Shadowsteps travel in pairs or triplets, but seldom alone. So why was I here, trying to predict my fate as the night's clouds rolled across my eyes?
A disease was spreading throughout the Northern Sanctum of the Shadow Syndicate, effectively putting all of my companions in feverish, cough-ridden, sick-spewing states, each of them taking turns in the washroom to rid themselves of the pestilence swarming their insides.
“Shade,” the headmistress had called me that night through the door of her chamber, “don’t go alone like Aren did. I’m ordering you as the head of this sanctum, and telling you as your friend.”
“There are no orders,” I said to the door, “not when all of the seasoned members are clinging to the sheets of their bed. The initiates who just came two weeks past are shivering with both fear and fevers, afraid that they signed up for a death sentence. Do you want a fresh set of promising souls lost to this?”
I listened to her fit of coughing, already walking away. She knows I am right, doesn't she? I thought.
“Shade, wait!”
“The Blackmore house is known for its prestigious grasp of healing tinctures. If there’s a cure, they’ll have it. You can’t dissuade me.”
“I know I can’t. That’s why I’m telling you: if you die, no one’s hands are stained besides yours.”
“As if I care. It’s better that way, anyways. No guilt, no fault, no shame, no strength but my own. Have we ever blamed one another for dying? But whose hands are stained when I let all of you die a beggar’s death? Ramus is already dead. And Aren, who left on his orders, hasn’t returned in weeks. The morning he left, he had a bloody cough. A deadman following another deadman’s orders to find a plant for a potion that will never be created. So who’s left to help?”
There was at least silence before she blurted out the rest of her pleas. “… Don’t think that way. We’ll find something. We’ll get well enough, eventually, to figure something else out. Just stay here. Help care for us. Change the sheets, fetch fresh clothes, cook for us.”

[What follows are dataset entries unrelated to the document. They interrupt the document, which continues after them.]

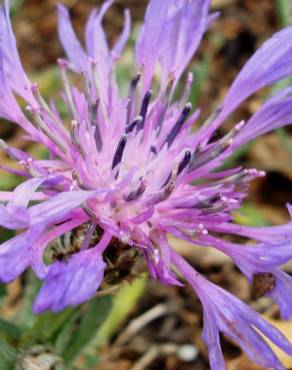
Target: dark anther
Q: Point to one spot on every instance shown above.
(178, 125)
(185, 161)
(133, 124)
(119, 151)
(209, 202)
(135, 82)
(144, 109)
(153, 149)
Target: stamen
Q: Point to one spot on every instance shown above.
(63, 64)
(131, 94)
(138, 192)
(153, 149)
(74, 137)
(97, 134)
(119, 151)
(40, 124)
(132, 125)
(178, 125)
(185, 161)
(144, 109)
(208, 202)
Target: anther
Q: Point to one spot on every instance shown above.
(132, 125)
(185, 161)
(178, 125)
(144, 109)
(119, 151)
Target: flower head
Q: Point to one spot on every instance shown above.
(126, 171)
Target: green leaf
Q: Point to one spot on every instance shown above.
(9, 330)
(96, 313)
(7, 355)
(124, 303)
(46, 328)
(284, 8)
(65, 334)
(249, 215)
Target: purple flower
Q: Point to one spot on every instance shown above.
(123, 172)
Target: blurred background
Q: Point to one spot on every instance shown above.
(162, 328)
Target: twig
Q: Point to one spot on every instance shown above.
(152, 353)
(140, 322)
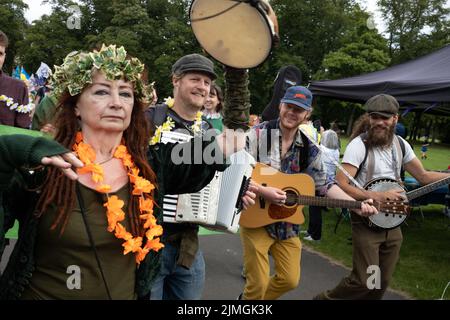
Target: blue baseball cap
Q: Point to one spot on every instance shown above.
(299, 96)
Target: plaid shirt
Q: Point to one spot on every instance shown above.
(290, 164)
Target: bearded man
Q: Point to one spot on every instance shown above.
(375, 247)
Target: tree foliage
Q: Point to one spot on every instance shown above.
(325, 39)
(13, 23)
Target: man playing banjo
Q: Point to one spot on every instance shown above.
(384, 158)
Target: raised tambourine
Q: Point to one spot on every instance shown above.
(237, 33)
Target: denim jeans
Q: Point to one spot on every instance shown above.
(175, 282)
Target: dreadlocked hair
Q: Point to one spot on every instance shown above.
(59, 191)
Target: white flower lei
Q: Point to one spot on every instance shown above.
(15, 106)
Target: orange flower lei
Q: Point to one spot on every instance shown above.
(114, 212)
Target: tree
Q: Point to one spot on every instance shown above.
(49, 40)
(415, 27)
(13, 24)
(365, 52)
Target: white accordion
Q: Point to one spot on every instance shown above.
(218, 205)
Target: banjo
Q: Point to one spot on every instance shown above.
(392, 220)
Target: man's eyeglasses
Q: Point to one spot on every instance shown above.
(376, 116)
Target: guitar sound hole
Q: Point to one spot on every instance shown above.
(291, 198)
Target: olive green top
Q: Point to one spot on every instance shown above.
(56, 271)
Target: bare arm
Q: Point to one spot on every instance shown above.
(416, 169)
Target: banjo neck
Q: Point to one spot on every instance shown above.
(328, 202)
(427, 189)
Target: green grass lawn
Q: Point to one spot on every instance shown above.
(423, 270)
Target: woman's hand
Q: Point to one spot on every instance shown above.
(367, 209)
(274, 195)
(65, 163)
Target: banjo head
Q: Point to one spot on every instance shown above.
(234, 33)
(386, 220)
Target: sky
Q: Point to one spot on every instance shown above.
(37, 9)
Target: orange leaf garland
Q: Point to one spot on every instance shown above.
(114, 213)
(132, 245)
(156, 231)
(142, 185)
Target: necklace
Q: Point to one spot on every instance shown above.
(105, 161)
(141, 188)
(15, 106)
(170, 124)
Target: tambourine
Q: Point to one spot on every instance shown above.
(237, 33)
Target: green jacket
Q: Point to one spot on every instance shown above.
(19, 154)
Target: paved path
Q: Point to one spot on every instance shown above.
(223, 258)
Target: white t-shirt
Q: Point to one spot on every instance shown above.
(384, 165)
(328, 156)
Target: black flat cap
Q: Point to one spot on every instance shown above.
(194, 63)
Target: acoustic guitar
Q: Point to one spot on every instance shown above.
(300, 191)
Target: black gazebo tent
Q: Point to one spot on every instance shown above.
(423, 83)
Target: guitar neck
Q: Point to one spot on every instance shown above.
(427, 189)
(327, 202)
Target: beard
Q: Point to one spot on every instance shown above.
(380, 138)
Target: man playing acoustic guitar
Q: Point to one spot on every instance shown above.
(375, 246)
(290, 152)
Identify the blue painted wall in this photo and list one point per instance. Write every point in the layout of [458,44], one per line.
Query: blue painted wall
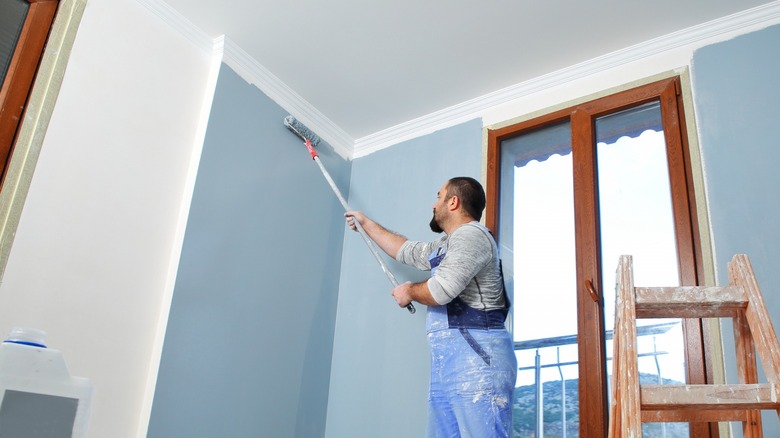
[281,325]
[737,101]
[379,381]
[248,345]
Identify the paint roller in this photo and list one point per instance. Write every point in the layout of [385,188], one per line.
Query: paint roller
[311,140]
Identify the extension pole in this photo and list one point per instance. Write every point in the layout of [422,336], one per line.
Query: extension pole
[369,242]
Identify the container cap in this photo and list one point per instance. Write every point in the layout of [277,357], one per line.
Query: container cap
[27,336]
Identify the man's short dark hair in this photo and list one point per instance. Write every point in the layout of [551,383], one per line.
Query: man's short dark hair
[470,193]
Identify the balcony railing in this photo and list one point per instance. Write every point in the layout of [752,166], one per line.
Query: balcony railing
[536,427]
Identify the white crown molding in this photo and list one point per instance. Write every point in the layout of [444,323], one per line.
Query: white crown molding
[259,76]
[254,72]
[764,15]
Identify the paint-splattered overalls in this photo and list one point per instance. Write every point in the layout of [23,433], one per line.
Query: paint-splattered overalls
[473,370]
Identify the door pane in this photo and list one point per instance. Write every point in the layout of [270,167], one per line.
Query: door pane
[636,218]
[537,219]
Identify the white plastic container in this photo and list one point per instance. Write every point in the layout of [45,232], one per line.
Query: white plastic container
[38,397]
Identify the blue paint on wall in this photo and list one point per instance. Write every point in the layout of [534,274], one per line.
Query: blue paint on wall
[737,100]
[380,374]
[249,340]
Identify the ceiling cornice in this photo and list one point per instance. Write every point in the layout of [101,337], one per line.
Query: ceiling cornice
[766,14]
[259,76]
[255,73]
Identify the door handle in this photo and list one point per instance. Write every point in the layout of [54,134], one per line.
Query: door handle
[594,295]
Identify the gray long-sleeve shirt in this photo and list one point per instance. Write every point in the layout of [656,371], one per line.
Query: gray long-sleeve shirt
[469,270]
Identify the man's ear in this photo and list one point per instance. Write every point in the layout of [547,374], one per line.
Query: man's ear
[454,203]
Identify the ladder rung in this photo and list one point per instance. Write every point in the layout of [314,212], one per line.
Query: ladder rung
[707,397]
[698,416]
[689,301]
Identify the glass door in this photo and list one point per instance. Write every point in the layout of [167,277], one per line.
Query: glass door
[568,193]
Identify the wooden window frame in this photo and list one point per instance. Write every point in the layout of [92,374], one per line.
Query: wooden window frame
[21,73]
[582,116]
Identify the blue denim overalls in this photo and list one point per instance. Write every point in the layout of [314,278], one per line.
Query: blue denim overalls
[473,370]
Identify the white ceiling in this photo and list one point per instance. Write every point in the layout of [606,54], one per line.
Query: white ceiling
[368,65]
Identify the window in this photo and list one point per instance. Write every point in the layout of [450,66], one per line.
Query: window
[25,28]
[568,193]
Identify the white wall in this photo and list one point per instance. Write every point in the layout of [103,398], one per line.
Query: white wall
[101,227]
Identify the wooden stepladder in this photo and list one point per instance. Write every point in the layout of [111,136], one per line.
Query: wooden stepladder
[633,404]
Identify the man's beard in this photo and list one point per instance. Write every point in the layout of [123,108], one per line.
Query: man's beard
[435,225]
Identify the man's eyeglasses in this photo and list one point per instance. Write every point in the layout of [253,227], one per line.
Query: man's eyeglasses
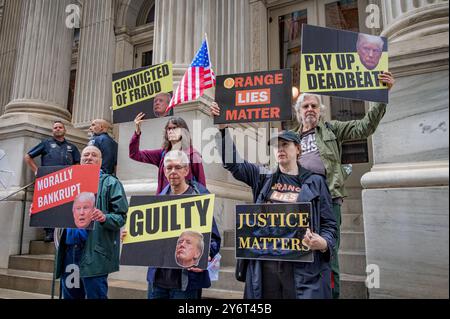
[313,106]
[176,167]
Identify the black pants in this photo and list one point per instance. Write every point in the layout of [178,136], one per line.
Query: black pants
[278,280]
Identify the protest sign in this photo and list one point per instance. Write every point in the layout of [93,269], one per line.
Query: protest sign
[168,231]
[343,63]
[138,90]
[254,97]
[65,197]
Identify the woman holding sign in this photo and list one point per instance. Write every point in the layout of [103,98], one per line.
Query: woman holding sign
[176,137]
[288,183]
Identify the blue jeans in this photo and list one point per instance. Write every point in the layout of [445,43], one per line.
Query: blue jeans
[155,292]
[81,288]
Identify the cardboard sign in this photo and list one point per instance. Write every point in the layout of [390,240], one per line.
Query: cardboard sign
[136,91]
[168,231]
[273,231]
[254,97]
[65,196]
[343,63]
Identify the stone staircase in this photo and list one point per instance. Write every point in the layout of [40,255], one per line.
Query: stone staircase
[352,255]
[30,277]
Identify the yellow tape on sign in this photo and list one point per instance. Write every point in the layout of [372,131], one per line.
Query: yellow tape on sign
[142,85]
[169,219]
[328,72]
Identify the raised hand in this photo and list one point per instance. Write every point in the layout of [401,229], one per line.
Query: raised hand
[137,121]
[387,78]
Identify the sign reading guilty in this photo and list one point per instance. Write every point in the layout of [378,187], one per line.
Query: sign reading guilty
[343,63]
[134,91]
[168,231]
[273,231]
[254,97]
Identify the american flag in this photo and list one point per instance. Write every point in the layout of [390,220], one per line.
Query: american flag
[198,77]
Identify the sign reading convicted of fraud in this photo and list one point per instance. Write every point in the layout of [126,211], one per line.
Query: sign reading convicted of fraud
[168,231]
[273,232]
[254,97]
[136,91]
[343,63]
[65,196]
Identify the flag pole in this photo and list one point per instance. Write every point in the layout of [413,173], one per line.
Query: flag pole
[209,55]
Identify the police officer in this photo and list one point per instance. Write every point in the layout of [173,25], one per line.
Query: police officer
[101,139]
[54,151]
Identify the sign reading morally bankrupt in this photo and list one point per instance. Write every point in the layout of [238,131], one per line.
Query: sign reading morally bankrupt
[64,196]
[273,231]
[168,231]
[343,63]
[133,91]
[254,97]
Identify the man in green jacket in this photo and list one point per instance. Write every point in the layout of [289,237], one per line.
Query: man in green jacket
[86,257]
[322,148]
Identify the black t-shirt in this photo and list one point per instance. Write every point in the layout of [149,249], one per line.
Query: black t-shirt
[285,190]
[169,278]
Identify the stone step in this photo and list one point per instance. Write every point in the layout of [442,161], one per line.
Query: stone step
[353,287]
[16,294]
[28,281]
[352,241]
[41,263]
[39,247]
[227,281]
[351,206]
[228,257]
[352,262]
[354,192]
[352,222]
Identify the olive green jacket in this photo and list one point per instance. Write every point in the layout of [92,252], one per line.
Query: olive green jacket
[329,139]
[101,251]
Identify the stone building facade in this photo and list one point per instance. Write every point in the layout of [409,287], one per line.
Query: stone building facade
[396,216]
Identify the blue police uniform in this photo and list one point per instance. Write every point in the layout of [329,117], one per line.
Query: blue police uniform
[109,149]
[55,153]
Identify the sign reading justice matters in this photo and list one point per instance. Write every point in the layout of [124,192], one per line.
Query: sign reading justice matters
[273,231]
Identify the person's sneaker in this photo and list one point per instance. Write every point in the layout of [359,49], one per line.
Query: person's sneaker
[48,237]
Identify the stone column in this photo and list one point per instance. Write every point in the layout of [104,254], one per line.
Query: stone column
[405,201]
[42,71]
[259,53]
[10,21]
[180,26]
[96,63]
[40,54]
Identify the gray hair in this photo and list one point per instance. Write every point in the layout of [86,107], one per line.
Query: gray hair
[85,196]
[369,38]
[300,100]
[176,155]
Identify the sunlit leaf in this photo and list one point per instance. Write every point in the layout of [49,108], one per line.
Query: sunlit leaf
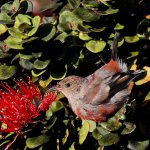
[86,15]
[7,72]
[37,74]
[131,39]
[45,83]
[22,19]
[14,43]
[35,25]
[147,97]
[105,137]
[3,29]
[146,78]
[26,64]
[68,21]
[38,64]
[64,139]
[138,145]
[129,128]
[59,74]
[84,36]
[95,46]
[54,107]
[119,26]
[109,11]
[34,142]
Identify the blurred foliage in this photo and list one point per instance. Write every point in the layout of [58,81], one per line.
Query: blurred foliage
[51,39]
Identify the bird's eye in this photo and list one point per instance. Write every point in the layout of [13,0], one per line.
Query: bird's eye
[67,85]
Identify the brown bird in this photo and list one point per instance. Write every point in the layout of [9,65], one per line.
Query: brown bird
[101,94]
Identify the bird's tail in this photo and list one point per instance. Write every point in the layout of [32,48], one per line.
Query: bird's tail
[114,53]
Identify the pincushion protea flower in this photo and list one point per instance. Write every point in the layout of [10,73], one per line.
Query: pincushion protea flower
[20,106]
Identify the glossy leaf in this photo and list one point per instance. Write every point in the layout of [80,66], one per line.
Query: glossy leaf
[68,21]
[105,137]
[34,142]
[119,26]
[138,145]
[147,97]
[7,72]
[55,106]
[84,36]
[129,128]
[59,74]
[5,18]
[37,74]
[51,30]
[95,46]
[146,78]
[64,139]
[26,64]
[3,29]
[45,83]
[86,15]
[131,39]
[38,64]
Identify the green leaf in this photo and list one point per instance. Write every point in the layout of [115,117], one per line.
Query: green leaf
[4,47]
[45,83]
[3,29]
[5,18]
[74,3]
[92,125]
[38,64]
[147,97]
[98,29]
[129,128]
[35,25]
[90,4]
[105,137]
[64,139]
[22,19]
[109,11]
[55,106]
[83,131]
[13,42]
[119,26]
[86,15]
[34,142]
[84,36]
[16,33]
[131,39]
[138,145]
[7,72]
[68,21]
[26,64]
[37,74]
[23,56]
[4,55]
[146,78]
[48,32]
[95,46]
[37,55]
[59,74]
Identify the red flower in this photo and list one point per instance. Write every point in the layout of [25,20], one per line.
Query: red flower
[20,106]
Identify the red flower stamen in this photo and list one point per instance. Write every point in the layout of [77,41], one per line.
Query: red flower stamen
[18,107]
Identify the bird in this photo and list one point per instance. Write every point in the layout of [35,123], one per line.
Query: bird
[101,94]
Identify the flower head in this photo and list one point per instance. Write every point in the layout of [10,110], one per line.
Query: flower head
[20,106]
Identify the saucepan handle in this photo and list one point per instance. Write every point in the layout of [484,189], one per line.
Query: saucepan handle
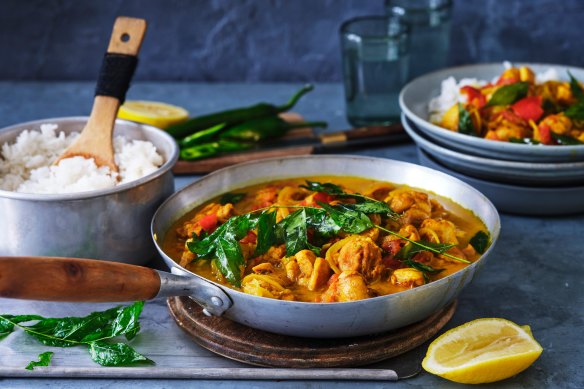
[87,280]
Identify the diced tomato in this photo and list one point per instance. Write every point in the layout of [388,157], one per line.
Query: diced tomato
[545,135]
[208,222]
[529,108]
[475,97]
[251,237]
[322,197]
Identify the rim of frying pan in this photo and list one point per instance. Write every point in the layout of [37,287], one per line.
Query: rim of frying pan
[494,234]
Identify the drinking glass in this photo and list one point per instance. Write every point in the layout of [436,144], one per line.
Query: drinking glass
[375,68]
[429,22]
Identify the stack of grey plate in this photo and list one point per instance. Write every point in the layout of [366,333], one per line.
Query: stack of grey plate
[517,178]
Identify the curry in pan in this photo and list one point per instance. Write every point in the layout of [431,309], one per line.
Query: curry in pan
[326,239]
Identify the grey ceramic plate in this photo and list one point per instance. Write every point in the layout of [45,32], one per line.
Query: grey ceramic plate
[523,200]
[416,95]
[512,172]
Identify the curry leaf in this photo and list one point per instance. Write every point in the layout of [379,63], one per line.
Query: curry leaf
[229,259]
[115,354]
[576,88]
[508,94]
[92,330]
[565,140]
[465,125]
[411,249]
[44,360]
[266,233]
[349,220]
[575,111]
[480,241]
[328,187]
[232,198]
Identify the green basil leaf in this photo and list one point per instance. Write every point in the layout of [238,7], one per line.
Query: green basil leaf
[480,241]
[328,187]
[115,354]
[232,198]
[266,233]
[411,249]
[44,360]
[349,220]
[509,94]
[229,259]
[465,125]
[525,141]
[565,140]
[575,111]
[576,88]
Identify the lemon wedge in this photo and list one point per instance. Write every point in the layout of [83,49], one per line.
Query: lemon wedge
[481,351]
[156,114]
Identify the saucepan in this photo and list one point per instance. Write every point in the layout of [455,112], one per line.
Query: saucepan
[65,279]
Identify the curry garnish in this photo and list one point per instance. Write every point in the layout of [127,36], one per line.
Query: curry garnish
[307,228]
[94,331]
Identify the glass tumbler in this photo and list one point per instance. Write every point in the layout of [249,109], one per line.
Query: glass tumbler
[375,68]
[429,22]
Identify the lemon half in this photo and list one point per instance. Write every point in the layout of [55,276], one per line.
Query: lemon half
[481,351]
[154,113]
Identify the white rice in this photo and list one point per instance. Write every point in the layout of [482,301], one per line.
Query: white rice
[450,91]
[26,166]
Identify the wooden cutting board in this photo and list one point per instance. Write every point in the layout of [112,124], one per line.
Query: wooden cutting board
[244,344]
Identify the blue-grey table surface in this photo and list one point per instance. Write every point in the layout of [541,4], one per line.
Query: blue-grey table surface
[535,274]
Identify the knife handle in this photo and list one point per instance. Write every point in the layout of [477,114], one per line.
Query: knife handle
[76,280]
[361,133]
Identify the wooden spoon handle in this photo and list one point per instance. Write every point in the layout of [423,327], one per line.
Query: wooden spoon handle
[72,279]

“You expect me to be a house servant while you all die? Nithe and Nocturos are gods for mischief, headmistress, much as we’d like to think so, they won’t heed prayers for this. They don’t dabble with remedies and healing. I don’t need to explain to you where their reach stops extending. They aren’t helping us with this one.”
“Shade …”
“I’m leaving. If I don’t …” I shook my head, and bit back what was itching in my throat. “Farewell, Yamora.”
I thought I heard her say my name again as I was walking down the halls. I even stopped and tilted my head, when I thought muffled crying followed.
~
I stared at the glittering mansion in the distance as I let myself hear her whispers through the door one last time before shutting the memory out. I stuck some nitskel into rolling paper and lit up the end of the cigarette.
From the small loops in my satchel I took out the caw pipe and blew harshly into it, sending off the harsh grating of a raven’s calls in a specific beat that Wisp would recognize. With gratitude at the calm before the storm, I savored the quiet, the heat of smoke in my lungs, until I heard his talons tapping on the roof above.
I took a final drag before stamping out the sizzling end. I raised my hand up and motioned for him.
When Wisp landed on my shoulder, I fed him a piece of dead rat I had found on my walk there. A bit of intestine or heart, I guess. He seemed to enjoy it.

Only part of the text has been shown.